Executive Order 12866 directs agencies to assess all costs and
benefits of available regulatory alternatives and, if regulation is
necessary, to select regulatory approaches that maximize net benefits
(including potential economic, environmental, public health and safety
effects, distributive impacts, and equity). A regulatory impact
analysis (RIA) must be prepared for major rules with economically
significant effects ($100 million or more in any 1 year). This notice
does not reach the economic threshold and thus is not considered a
major rule.
The RFA requires agencies to analyze options for regulatory relief
of small businesses. For purposes of the RFA, small entities include
small businesses, nonprofit organizations, and government agencies.

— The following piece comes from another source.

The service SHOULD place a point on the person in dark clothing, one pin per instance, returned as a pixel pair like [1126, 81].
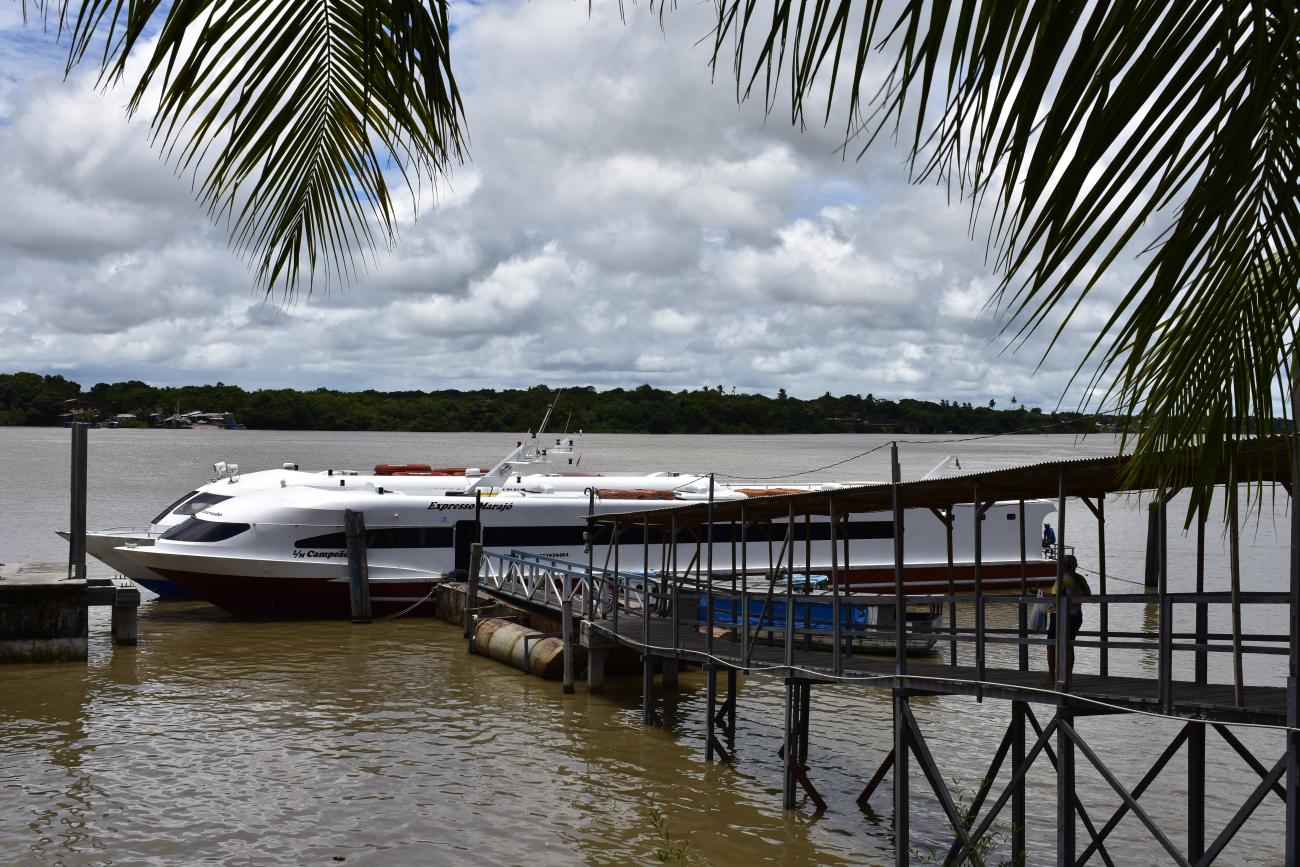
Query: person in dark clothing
[1073, 588]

Most hospitals and most other providers and suppliers are small
entities, either by nonprofit status or by having revenues of $6
million to $29 million in any 1 year. Individuals and States are not
included in the definition of a small entity. We are not preparing an
analysis for the RFA because we have determined that this notice will
not have a significant economic impact on a substantial number of small
entities.
In addition, section 1102(b) of the Act requires us to prepare a
regulatory impact analysis if a notice may have a significant impact on
the operations of a substantial number of small rural hospitals. This
analysis must conform to the provisions of section 604 of the RFA. For
purposes of section 1102(b) of the Act, we define a small rural
hospital as a hospital that is located outside of a Metropolitan
Statistical Area and has fewer than 100 beds. We are not preparing an
analysis for section 1102(b) of the Act because we have determined that
this notice will not have a significant impact on the operations of a
substantial number of small rural hospitals.
Section 202 of the Unfunded Mandates Reform Act of 1995 also
requires that agencies assess anticipated costs and benefits before
issuing any rule that may result in expenditure in any 1 year by State,
local, or tribal governments, in the aggregate, or by the private
sector, of $110 million. This notice will have no consequential effect
on the governments mentioned or on the private sector.
Executive Order 13132 establishes certain requirements that an
agency must meet when it promulgates a proposed rule (and subsequent
final rule) that imposes substantial direct requirement costs on State
and local governments, preempts State law, or otherwise has Federalism
implications. Since this regulation does not impose any costs on State
or local governments, the requirements of E.O. 13132 are not
applicable.
In accordance with the provisions of Executive Order 12866, this
regulation was not reviewed by the Office of Management and Budget.
Authority: Section 353(p) of the Public Health Service Act (42
U.S.C. 263a).
(Catalog of Federal Domestic Assistance Program No. 93.778, Medical
Assistance Program; No. 93.773 Medicare--Hospital Insurance Program;
and No. 93.774, Medicare--Supplementary Medical Insurance Program)
Dated: April 8, 2005.
Mark B. McClellan,
Administrator, Centers for Medicare & Medicaid Services.